Abstract - IPAM

Motion Correction

Jean-Francois Mangin
CEA Saclay, France

In this talk, I introduce the basics of image registration and motion correction. I then compare the assumptions underlying classical similarity measures used to guide registration, with particular emphasis on their behavior in fMRI time series. I demonstrate that motion correction methods commonly used in the brain mapping community may sometimes induce spurious activations in motion-free fMRI studies.

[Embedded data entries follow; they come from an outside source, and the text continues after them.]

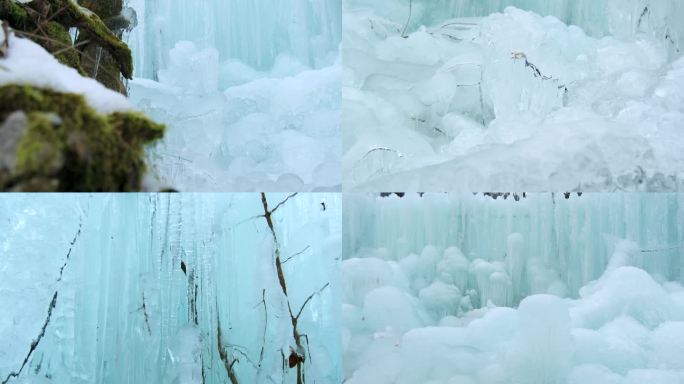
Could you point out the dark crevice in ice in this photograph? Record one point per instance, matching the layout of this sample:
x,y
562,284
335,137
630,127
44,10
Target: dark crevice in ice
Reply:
x,y
51,307
35,342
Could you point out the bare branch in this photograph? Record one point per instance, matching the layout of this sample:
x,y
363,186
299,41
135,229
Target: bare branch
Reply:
x,y
309,299
296,254
36,341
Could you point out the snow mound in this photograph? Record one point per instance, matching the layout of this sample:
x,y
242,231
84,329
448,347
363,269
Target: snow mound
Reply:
x,y
28,63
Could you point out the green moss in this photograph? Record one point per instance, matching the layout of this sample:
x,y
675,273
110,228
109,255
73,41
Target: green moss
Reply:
x,y
60,43
135,126
14,14
57,16
104,8
86,151
40,149
96,30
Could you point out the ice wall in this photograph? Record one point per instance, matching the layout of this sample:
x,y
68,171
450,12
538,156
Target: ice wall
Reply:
x,y
249,91
257,33
541,243
510,101
620,18
132,288
524,289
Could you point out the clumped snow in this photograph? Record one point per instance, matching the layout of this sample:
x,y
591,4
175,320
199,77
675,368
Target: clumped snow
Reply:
x,y
30,64
465,289
511,101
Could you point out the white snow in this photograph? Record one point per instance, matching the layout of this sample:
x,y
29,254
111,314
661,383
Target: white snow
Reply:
x,y
28,63
459,105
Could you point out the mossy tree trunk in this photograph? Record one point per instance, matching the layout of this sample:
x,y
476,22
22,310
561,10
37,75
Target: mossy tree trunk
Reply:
x,y
98,52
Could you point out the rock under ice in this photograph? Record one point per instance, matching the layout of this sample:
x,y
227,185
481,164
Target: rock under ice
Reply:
x,y
250,92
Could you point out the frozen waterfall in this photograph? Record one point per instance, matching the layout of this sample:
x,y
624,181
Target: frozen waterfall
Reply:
x,y
250,91
513,289
513,95
168,288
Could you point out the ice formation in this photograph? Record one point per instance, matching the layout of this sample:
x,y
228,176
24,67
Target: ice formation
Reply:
x,y
447,289
168,288
476,95
250,92
30,64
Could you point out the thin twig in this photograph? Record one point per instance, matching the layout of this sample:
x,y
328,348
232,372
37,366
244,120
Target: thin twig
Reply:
x,y
408,21
296,254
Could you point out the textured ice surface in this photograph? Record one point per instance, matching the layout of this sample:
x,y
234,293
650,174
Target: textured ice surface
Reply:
x,y
250,92
467,289
141,282
468,100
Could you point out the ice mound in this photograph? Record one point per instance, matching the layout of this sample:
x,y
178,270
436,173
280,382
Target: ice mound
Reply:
x,y
249,91
268,133
509,101
446,289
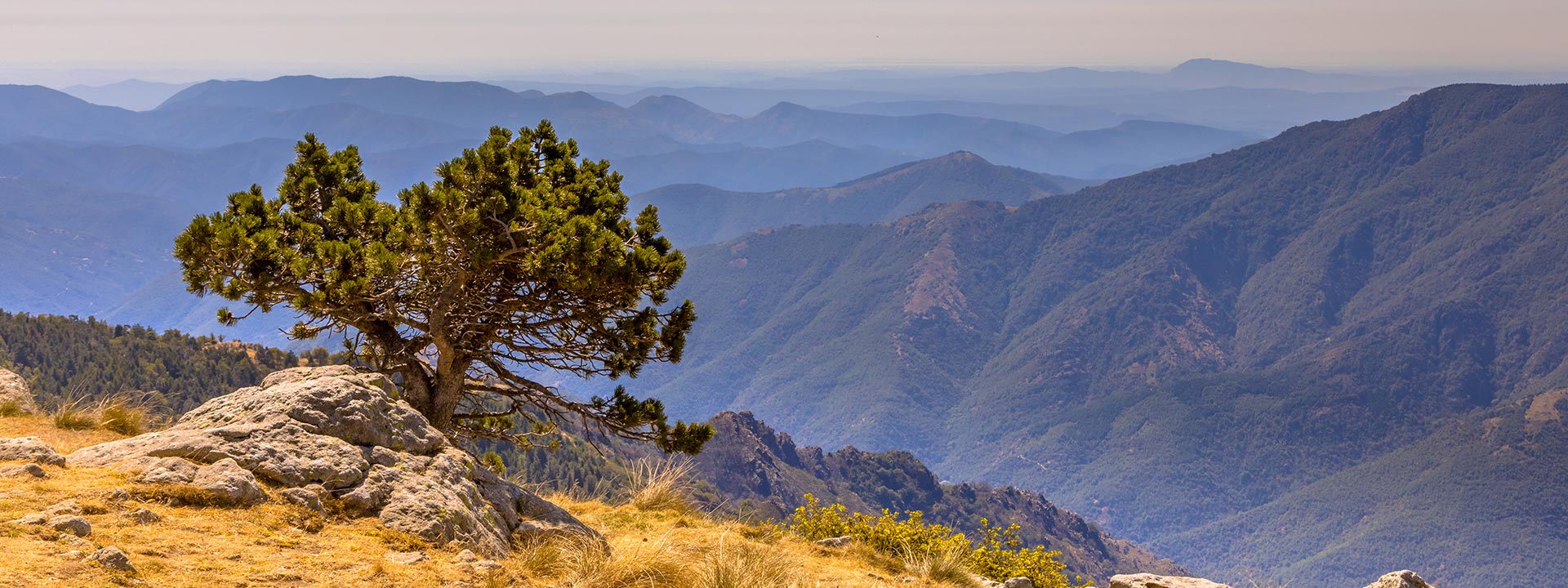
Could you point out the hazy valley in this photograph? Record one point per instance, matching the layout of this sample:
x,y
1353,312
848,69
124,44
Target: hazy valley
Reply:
x,y
1223,320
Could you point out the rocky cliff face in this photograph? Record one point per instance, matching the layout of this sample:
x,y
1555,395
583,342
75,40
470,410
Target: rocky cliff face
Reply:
x,y
320,434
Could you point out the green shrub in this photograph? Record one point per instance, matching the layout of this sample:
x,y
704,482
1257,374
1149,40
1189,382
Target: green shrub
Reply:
x,y
998,554
492,463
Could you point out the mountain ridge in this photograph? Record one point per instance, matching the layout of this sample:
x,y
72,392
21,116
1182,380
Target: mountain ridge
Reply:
x,y
700,214
1276,311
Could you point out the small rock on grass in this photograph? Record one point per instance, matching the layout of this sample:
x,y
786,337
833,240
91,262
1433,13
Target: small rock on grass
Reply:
x,y
30,519
71,524
114,559
141,516
30,449
24,470
405,557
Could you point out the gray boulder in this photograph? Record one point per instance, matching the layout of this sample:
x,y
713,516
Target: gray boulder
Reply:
x,y
114,559
1150,581
308,497
231,482
15,390
163,470
30,449
1401,579
345,433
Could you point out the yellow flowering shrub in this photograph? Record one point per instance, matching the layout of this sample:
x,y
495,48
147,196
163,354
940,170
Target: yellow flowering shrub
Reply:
x,y
998,554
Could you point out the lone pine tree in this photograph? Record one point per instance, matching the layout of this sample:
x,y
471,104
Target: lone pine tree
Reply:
x,y
518,257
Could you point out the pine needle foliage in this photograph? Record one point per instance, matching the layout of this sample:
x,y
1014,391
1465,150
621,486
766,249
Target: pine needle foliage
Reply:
x,y
518,257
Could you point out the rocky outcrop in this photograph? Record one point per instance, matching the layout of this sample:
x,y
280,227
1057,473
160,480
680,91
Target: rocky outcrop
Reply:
x,y
30,449
1150,581
345,434
1401,579
15,390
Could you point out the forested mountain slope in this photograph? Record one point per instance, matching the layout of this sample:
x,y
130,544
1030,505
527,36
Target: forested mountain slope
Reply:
x,y
1181,345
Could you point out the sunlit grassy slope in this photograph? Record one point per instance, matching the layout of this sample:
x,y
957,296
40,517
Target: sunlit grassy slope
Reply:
x,y
278,545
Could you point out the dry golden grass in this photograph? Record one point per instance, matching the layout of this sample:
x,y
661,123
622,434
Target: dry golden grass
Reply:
x,y
63,441
662,483
276,545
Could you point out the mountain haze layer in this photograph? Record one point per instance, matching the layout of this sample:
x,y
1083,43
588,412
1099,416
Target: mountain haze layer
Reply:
x,y
698,214
1192,344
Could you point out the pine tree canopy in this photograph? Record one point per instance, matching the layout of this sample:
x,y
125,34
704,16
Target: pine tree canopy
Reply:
x,y
519,259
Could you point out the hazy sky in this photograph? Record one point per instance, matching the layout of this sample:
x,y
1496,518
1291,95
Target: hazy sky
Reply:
x,y
625,35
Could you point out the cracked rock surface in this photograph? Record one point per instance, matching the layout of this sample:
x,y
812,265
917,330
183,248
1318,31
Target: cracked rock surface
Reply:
x,y
341,431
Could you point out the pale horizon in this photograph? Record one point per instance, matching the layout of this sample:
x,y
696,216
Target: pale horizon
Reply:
x,y
99,41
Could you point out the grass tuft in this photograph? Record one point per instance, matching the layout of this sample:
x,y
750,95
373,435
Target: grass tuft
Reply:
x,y
179,496
587,564
126,414
745,565
662,485
946,564
11,408
74,416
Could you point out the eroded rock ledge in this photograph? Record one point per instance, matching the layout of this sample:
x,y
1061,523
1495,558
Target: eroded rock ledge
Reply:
x,y
337,433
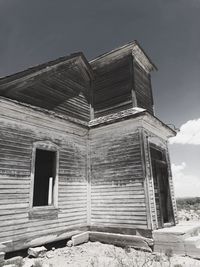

This artifact arises because activated regions can behave as biasing outliers for the difference-of-squares similarity measure employed by these methods. I conclude by drawing a parallel between motion correction in fMRI and distortion correction in diffusion-weighted time series.

References:

L. Freire, A. Roche, and J.-F. Mangin. “What is the best similarity measure for motion correction in fMRI time series?” IEEE Transactions on Medical Imaging, 21(5):470–484, May 2002.

L. Freire and J.-F. Mangin. “Motion correction algorithms may create spurious brain activations in the absence of subject motion.” NeuroImage, 14(3):709–722, 2001.

J.-F. Mangin, C. Poupon, C. A. Clark, D. Le Bihan, and I. Bloch. “Distortion correction and robust tensor estimation for MR diffusion imaging.” Medical Image Analysis, 6:191–198, 2002.